Conseil Conc., 30 novembre 2004, n° 04-D-62

CONSEIL DE LA CONCURRENCE

Décision

Respect de l'injonction prononcée à l'encontre de la société Sogec Gestion par le Conseil de la concurrence dans sa décision n° 02-D-33 en date du 10 juin 2002

COMPOSITION DE LA JURIDICTION

Délibéré, sur le rapport oral de M. Fontaine, par Mme Aubert, vice-présidente, présidant la séance ainsi que MM. Flichy, Gauron, Piot, Ripotot, membres.

Conseil Conc. n° 04-D-62

30 novembre 2004

Le Conseil de la concurrence (section IV),

Vu la lettre enregistrée le 22 août 2003 sous le numéro 03/0055R, par laquelle le ministre de l'Economie, des Finances et de l'Industrie a saisi le Conseil de la concurrence du non-respect des injonctions prononcées à l'encontre de la société Sogec Gestion par le Conseil de la concurrence dans sa décision du 10 juin 2002 ; Vu le livre IV du Code de commerce relatif à la liberté des prix et de la concurrence et le décret n° 86-1309 du 29 décembre 1986 modifié pris pour d'application de l'ordonnance n° 86-1243 du 1er décembre 1986, ainsi que le décret 2002-689 du 30 avril 2002 fixant les conditions d'application du livre IV du Code de commerce ; Vu la décision n° 02-D-33 en date du 10 juin 2002 ; Vu les observations présentées par le commissaire du Gouvernement ; Vu les autres pièces du dossier ; Le rapporteur, la rapporteure générale adjointe, le commissaire du Gouvernement, entendus au cours de la séance du 20 octobre 2004 ; Adopte la décision suivante :

I. Constatations

1. En juillet 1999 et avril 2000, la société Scan Coupon a saisi le Conseil de la concurrence de pratiques de la société Sogec Gestion estimées anticoncurrentielles. Dans sa décision n° 02-D-33 du 10 juin 2002, le Conseil a relevé, notamment, que la présence d'une clause d'exclusivité dans les contrats de Sogec Gestion, qui détient une position dominante sur le marché du traitement des coupons de réduction, constitue une " entrave considérable " à l'entrée sur le marché et au développement de nouveaux opérateurs. Il a également noté que Sogec Gestion, qui communique à ses clients un Code spécifique nécessaire au traitement des bons de réduction dans les centres de tri, avait suspendu la délivrance de ces codes à certains clients qui avaient, manifesté la volonté, soit de voir la clause d'exclusivité disparaître du prochain contrat, soit de recourir aux services de certains opérateurs sans pour autant rompre tous leurs liens commerciaux avec Sogec Gestion. De plus, des ristournes rétroactives et non contractuelles avaient été accordées à des clients en contrepartie du renouvellement du contrat avec la clause d'exclusivité, alors qu'ils contestaient cette clause. Le Conseil a considéré que ces comportements constituent un ensemble de pratiques anticoncurrentielles prohibées par l'article L. 420-2 du Code de commerce obérant l'entrée " significative " sur le marché français des coupons de réduction de la société Scan Coupon ou d'autres sociétés concurrentes.

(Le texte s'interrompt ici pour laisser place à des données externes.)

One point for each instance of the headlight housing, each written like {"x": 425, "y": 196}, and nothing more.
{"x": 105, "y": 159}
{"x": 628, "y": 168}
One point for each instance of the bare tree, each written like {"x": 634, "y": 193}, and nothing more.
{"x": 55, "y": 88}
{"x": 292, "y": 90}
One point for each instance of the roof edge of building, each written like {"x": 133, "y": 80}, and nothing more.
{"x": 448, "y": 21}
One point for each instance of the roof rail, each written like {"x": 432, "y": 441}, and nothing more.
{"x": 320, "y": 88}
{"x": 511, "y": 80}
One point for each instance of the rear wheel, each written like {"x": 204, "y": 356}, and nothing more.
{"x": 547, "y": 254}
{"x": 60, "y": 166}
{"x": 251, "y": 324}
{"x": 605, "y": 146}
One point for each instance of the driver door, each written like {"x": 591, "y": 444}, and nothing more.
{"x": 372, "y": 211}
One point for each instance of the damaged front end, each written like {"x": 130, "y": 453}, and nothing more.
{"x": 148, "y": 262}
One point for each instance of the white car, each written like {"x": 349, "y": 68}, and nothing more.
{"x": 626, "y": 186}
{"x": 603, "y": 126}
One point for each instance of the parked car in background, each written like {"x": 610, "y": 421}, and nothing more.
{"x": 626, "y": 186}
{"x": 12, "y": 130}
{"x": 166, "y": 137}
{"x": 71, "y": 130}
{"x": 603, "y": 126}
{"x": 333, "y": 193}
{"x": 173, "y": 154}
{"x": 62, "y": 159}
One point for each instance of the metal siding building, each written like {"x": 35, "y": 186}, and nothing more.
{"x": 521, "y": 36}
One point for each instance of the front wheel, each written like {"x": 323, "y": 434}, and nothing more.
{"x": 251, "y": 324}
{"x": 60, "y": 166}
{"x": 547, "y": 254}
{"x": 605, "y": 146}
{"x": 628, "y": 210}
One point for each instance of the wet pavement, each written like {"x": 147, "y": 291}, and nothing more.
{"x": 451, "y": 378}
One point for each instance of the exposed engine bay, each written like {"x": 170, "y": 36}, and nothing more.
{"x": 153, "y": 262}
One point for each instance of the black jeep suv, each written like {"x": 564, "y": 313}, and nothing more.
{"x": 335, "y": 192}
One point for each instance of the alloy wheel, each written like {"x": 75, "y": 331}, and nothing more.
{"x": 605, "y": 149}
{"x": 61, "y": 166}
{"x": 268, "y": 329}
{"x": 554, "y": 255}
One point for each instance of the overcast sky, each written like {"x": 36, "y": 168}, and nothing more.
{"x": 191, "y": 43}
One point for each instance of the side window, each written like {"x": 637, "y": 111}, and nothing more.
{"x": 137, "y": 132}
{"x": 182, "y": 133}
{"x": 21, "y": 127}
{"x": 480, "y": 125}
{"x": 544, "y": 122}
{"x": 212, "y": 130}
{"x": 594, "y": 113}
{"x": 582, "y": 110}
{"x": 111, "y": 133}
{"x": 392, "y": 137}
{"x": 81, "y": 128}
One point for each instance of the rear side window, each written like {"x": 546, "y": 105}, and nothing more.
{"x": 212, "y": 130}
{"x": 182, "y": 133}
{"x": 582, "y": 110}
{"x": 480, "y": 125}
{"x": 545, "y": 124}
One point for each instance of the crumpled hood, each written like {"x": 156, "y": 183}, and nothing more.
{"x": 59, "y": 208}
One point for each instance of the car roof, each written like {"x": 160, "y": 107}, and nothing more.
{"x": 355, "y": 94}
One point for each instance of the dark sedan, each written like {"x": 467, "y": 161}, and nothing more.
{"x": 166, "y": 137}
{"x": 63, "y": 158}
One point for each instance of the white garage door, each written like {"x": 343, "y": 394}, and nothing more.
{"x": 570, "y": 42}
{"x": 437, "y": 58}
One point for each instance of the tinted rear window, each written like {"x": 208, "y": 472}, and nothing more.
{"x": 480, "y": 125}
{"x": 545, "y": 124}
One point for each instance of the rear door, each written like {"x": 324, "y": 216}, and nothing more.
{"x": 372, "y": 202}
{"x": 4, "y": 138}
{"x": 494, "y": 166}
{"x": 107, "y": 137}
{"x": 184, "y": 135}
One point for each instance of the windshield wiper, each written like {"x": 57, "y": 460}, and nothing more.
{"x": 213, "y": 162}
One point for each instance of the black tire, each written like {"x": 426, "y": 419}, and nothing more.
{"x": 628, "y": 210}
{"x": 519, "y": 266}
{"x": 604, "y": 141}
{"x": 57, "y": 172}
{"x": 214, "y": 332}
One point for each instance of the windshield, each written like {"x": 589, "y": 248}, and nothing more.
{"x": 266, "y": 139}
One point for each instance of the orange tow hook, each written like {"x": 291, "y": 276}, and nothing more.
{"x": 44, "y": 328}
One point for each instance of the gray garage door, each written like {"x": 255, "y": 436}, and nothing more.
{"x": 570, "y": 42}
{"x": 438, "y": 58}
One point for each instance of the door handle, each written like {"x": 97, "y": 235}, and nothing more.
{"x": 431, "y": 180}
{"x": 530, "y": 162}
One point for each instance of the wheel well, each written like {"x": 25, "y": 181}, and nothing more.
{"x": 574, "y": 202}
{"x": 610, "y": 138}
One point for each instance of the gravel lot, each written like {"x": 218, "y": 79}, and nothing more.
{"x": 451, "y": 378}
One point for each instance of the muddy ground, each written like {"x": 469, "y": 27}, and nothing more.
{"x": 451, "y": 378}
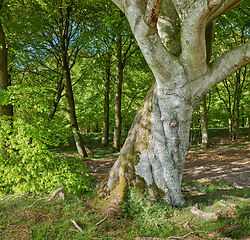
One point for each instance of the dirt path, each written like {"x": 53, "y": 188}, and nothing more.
{"x": 223, "y": 162}
{"x": 227, "y": 164}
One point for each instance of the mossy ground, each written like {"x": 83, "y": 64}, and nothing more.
{"x": 139, "y": 218}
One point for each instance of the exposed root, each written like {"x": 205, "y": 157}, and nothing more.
{"x": 76, "y": 225}
{"x": 14, "y": 196}
{"x": 51, "y": 198}
{"x": 214, "y": 215}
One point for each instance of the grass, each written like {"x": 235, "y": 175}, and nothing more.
{"x": 52, "y": 220}
{"x": 140, "y": 218}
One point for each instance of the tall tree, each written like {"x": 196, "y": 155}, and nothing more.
{"x": 154, "y": 153}
{"x": 123, "y": 52}
{"x": 233, "y": 30}
{"x": 105, "y": 136}
{"x": 6, "y": 111}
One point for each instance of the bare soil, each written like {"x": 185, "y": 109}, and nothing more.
{"x": 225, "y": 161}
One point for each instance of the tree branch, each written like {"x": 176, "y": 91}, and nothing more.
{"x": 152, "y": 12}
{"x": 220, "y": 7}
{"x": 225, "y": 65}
{"x": 229, "y": 63}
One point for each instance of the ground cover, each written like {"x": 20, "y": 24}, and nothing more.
{"x": 216, "y": 182}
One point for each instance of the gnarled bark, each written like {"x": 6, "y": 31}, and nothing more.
{"x": 154, "y": 153}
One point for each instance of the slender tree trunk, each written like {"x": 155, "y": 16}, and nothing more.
{"x": 204, "y": 128}
{"x": 118, "y": 95}
{"x": 68, "y": 85}
{"x": 71, "y": 104}
{"x": 235, "y": 127}
{"x": 105, "y": 136}
{"x": 56, "y": 101}
{"x": 5, "y": 110}
{"x": 209, "y": 33}
{"x": 154, "y": 153}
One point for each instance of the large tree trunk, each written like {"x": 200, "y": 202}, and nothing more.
{"x": 118, "y": 95}
{"x": 5, "y": 110}
{"x": 154, "y": 153}
{"x": 65, "y": 39}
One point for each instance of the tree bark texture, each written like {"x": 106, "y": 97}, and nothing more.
{"x": 105, "y": 136}
{"x": 118, "y": 95}
{"x": 5, "y": 82}
{"x": 5, "y": 110}
{"x": 68, "y": 85}
{"x": 154, "y": 153}
{"x": 203, "y": 122}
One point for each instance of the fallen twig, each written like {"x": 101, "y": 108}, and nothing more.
{"x": 76, "y": 225}
{"x": 101, "y": 221}
{"x": 37, "y": 201}
{"x": 55, "y": 193}
{"x": 52, "y": 197}
{"x": 14, "y": 196}
{"x": 214, "y": 215}
{"x": 171, "y": 237}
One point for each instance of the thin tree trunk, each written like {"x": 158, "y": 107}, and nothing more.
{"x": 204, "y": 128}
{"x": 71, "y": 104}
{"x": 105, "y": 136}
{"x": 56, "y": 101}
{"x": 118, "y": 96}
{"x": 5, "y": 110}
{"x": 235, "y": 128}
{"x": 68, "y": 86}
{"x": 152, "y": 158}
{"x": 203, "y": 102}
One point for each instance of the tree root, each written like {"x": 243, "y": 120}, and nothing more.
{"x": 14, "y": 196}
{"x": 237, "y": 198}
{"x": 51, "y": 198}
{"x": 76, "y": 225}
{"x": 171, "y": 237}
{"x": 214, "y": 215}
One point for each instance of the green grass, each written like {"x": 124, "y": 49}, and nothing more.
{"x": 140, "y": 218}
{"x": 52, "y": 220}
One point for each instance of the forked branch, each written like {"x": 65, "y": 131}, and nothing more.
{"x": 152, "y": 12}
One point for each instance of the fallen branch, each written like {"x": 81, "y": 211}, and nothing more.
{"x": 214, "y": 215}
{"x": 14, "y": 196}
{"x": 52, "y": 197}
{"x": 37, "y": 201}
{"x": 76, "y": 225}
{"x": 237, "y": 198}
{"x": 171, "y": 237}
{"x": 55, "y": 193}
{"x": 102, "y": 220}
{"x": 223, "y": 230}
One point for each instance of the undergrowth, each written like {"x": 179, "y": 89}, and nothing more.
{"x": 140, "y": 218}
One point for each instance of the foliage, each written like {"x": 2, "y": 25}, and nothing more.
{"x": 28, "y": 165}
{"x": 51, "y": 220}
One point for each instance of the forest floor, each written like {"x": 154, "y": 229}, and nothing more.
{"x": 215, "y": 187}
{"x": 224, "y": 161}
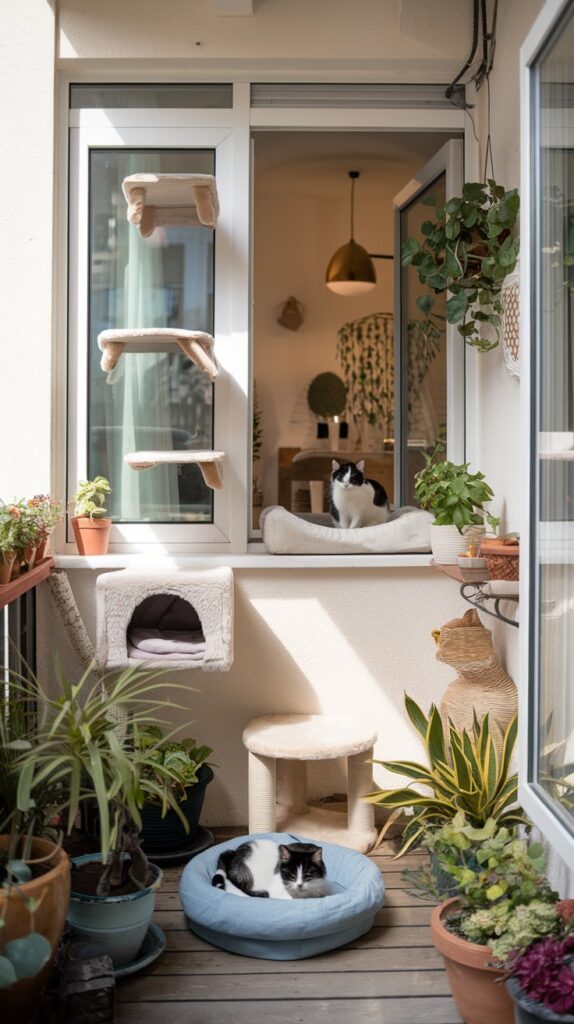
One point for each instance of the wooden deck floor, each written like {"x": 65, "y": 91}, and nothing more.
{"x": 391, "y": 976}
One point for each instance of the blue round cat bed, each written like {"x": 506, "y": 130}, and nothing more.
{"x": 274, "y": 929}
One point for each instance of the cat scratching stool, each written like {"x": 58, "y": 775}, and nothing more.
{"x": 292, "y": 740}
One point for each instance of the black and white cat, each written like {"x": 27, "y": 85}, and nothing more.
{"x": 354, "y": 501}
{"x": 262, "y": 867}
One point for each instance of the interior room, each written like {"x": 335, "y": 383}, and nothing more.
{"x": 302, "y": 211}
{"x": 285, "y": 512}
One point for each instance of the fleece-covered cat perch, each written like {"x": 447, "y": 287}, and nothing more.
{"x": 171, "y": 200}
{"x": 179, "y": 620}
{"x": 196, "y": 345}
{"x": 285, "y": 534}
{"x": 207, "y": 461}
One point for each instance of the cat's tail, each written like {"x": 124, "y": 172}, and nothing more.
{"x": 219, "y": 880}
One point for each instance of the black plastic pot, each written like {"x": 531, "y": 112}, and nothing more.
{"x": 527, "y": 1012}
{"x": 167, "y": 835}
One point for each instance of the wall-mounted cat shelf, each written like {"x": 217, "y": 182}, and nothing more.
{"x": 207, "y": 461}
{"x": 171, "y": 200}
{"x": 196, "y": 345}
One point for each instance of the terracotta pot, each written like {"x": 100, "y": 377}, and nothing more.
{"x": 92, "y": 536}
{"x": 477, "y": 988}
{"x": 41, "y": 550}
{"x": 6, "y": 564}
{"x": 20, "y": 1001}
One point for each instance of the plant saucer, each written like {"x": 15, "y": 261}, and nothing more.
{"x": 151, "y": 947}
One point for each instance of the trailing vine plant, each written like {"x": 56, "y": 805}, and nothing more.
{"x": 469, "y": 249}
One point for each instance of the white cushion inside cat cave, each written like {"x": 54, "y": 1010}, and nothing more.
{"x": 182, "y": 620}
{"x": 285, "y": 534}
{"x": 276, "y": 929}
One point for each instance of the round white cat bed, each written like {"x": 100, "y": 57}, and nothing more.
{"x": 278, "y": 748}
{"x": 274, "y": 929}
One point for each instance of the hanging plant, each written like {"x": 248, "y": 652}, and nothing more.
{"x": 469, "y": 249}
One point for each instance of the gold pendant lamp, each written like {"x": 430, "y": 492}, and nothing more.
{"x": 351, "y": 270}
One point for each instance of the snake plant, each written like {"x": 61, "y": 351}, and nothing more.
{"x": 466, "y": 772}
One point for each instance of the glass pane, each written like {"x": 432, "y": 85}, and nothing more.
{"x": 424, "y": 344}
{"x": 149, "y": 96}
{"x": 156, "y": 400}
{"x": 555, "y": 527}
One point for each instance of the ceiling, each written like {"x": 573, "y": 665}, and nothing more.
{"x": 316, "y": 163}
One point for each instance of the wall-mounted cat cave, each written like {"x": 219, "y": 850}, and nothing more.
{"x": 171, "y": 200}
{"x": 182, "y": 620}
{"x": 208, "y": 462}
{"x": 196, "y": 345}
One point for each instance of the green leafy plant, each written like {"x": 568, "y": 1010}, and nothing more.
{"x": 468, "y": 249}
{"x": 454, "y": 496}
{"x": 504, "y": 900}
{"x": 86, "y": 747}
{"x": 181, "y": 758}
{"x": 90, "y": 498}
{"x": 465, "y": 772}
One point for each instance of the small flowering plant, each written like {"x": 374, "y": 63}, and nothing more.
{"x": 544, "y": 970}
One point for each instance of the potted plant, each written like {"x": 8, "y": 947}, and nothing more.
{"x": 456, "y": 498}
{"x": 465, "y": 772}
{"x": 166, "y": 833}
{"x": 86, "y": 742}
{"x": 34, "y": 871}
{"x": 47, "y": 514}
{"x": 90, "y": 524}
{"x": 541, "y": 978}
{"x": 8, "y": 537}
{"x": 498, "y": 876}
{"x": 468, "y": 249}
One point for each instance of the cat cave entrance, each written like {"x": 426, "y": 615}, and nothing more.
{"x": 182, "y": 621}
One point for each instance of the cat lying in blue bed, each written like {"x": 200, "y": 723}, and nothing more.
{"x": 262, "y": 867}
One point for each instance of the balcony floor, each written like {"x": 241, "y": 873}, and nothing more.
{"x": 391, "y": 976}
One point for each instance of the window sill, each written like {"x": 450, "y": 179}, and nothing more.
{"x": 256, "y": 558}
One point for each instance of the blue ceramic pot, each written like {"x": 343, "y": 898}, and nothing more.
{"x": 527, "y": 1012}
{"x": 117, "y": 925}
{"x": 167, "y": 835}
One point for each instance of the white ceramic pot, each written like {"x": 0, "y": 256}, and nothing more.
{"x": 447, "y": 543}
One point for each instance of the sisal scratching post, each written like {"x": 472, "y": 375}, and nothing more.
{"x": 293, "y": 740}
{"x": 261, "y": 794}
{"x": 359, "y": 783}
{"x": 483, "y": 685}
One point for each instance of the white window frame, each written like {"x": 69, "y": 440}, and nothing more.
{"x": 230, "y": 131}
{"x": 543, "y": 812}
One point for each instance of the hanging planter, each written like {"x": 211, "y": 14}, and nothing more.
{"x": 469, "y": 249}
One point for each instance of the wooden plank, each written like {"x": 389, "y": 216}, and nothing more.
{"x": 378, "y": 938}
{"x": 296, "y": 985}
{"x": 25, "y": 582}
{"x": 435, "y": 1010}
{"x": 218, "y": 962}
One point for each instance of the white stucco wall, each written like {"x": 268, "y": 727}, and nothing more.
{"x": 306, "y": 641}
{"x": 27, "y": 127}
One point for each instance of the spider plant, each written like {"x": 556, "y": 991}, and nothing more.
{"x": 87, "y": 748}
{"x": 465, "y": 772}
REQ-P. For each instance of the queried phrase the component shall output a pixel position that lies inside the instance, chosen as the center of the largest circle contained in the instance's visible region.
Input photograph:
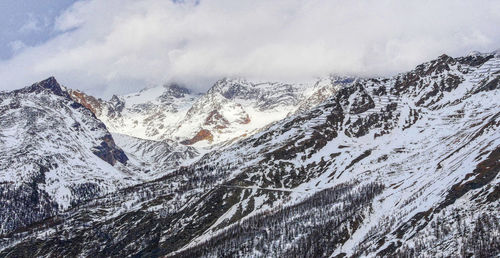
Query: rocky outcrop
(202, 135)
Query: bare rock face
(202, 135)
(403, 166)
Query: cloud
(118, 46)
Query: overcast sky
(119, 46)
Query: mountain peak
(49, 84)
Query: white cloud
(123, 45)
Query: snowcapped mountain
(54, 153)
(231, 109)
(403, 166)
(147, 114)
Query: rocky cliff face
(399, 166)
(56, 150)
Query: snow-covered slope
(147, 114)
(159, 157)
(232, 108)
(54, 153)
(401, 166)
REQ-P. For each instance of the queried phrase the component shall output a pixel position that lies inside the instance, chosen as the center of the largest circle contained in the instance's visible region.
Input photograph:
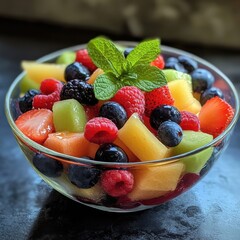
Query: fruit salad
(124, 111)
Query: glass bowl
(147, 191)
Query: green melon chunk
(192, 140)
(27, 84)
(66, 58)
(69, 115)
(172, 75)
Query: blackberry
(25, 102)
(47, 166)
(109, 152)
(76, 71)
(115, 112)
(83, 176)
(164, 113)
(202, 79)
(170, 133)
(210, 93)
(79, 90)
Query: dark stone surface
(30, 209)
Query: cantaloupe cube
(73, 144)
(181, 92)
(40, 71)
(136, 136)
(154, 181)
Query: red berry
(215, 115)
(132, 99)
(83, 57)
(36, 124)
(100, 130)
(189, 121)
(117, 183)
(50, 93)
(158, 62)
(157, 97)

2. En conséquence, le Conseil a prononcé les injonctions suivantes :

* " Art. 3. - Il est enjoint à la société Sogec Gestion de suspendre sans délai la clause d'exclusivité contenue dans les contrats d'adhésion à la banque de coupons Sogec Gestion en cours, de cesser pendant 5 ans de proposer à ses clients des contrats contenant une clause d'exclusivité, de cesser de pratiquer la rétention des codes en cas de mention d'une autre banque de coupons et de ne plus exiger la suppression du double codage.

* Art. 5. - Dans un délai maximum de deux mois à compter de la notification de la présente décision, la société Sogec Gestion procédera, à ses frais, à la publication de l'intégralité de la présente décision dans le magazine LSA Cette publication sera précédée de la mention : 'Décision du Conseil de la concurrence en date du... relative à des pratiques relevées dans le secteur du traitement des coupons de réduction'. "

3. Par un arrêt du 4 février 2003, la Cour d'appel de Paris a rejeté le recours formé par Sogec Gestion contre cette décision. Par ordonnance du 12 septembre 2002, le Premier Président de la Cour d'appel de Paris a rejeté la demande de sursis à exécution formée par cette même société.

4. La DGCCRF a effectué une enquête administrative afin de contrôler l'exécution des injonctions, conformément à l'article L. 464-8 du Code de commerce. Par lettre enregistrée le 22 août 2003 sous la référence 03/0055 R, le ministre de l'Economie des Finances et de l'Industrie a saisi le Conseil de la concurrence de pratiques afférentes au respect des injonctions édictées dans la décision n° 02-D-33 du Conseil de la concurrence.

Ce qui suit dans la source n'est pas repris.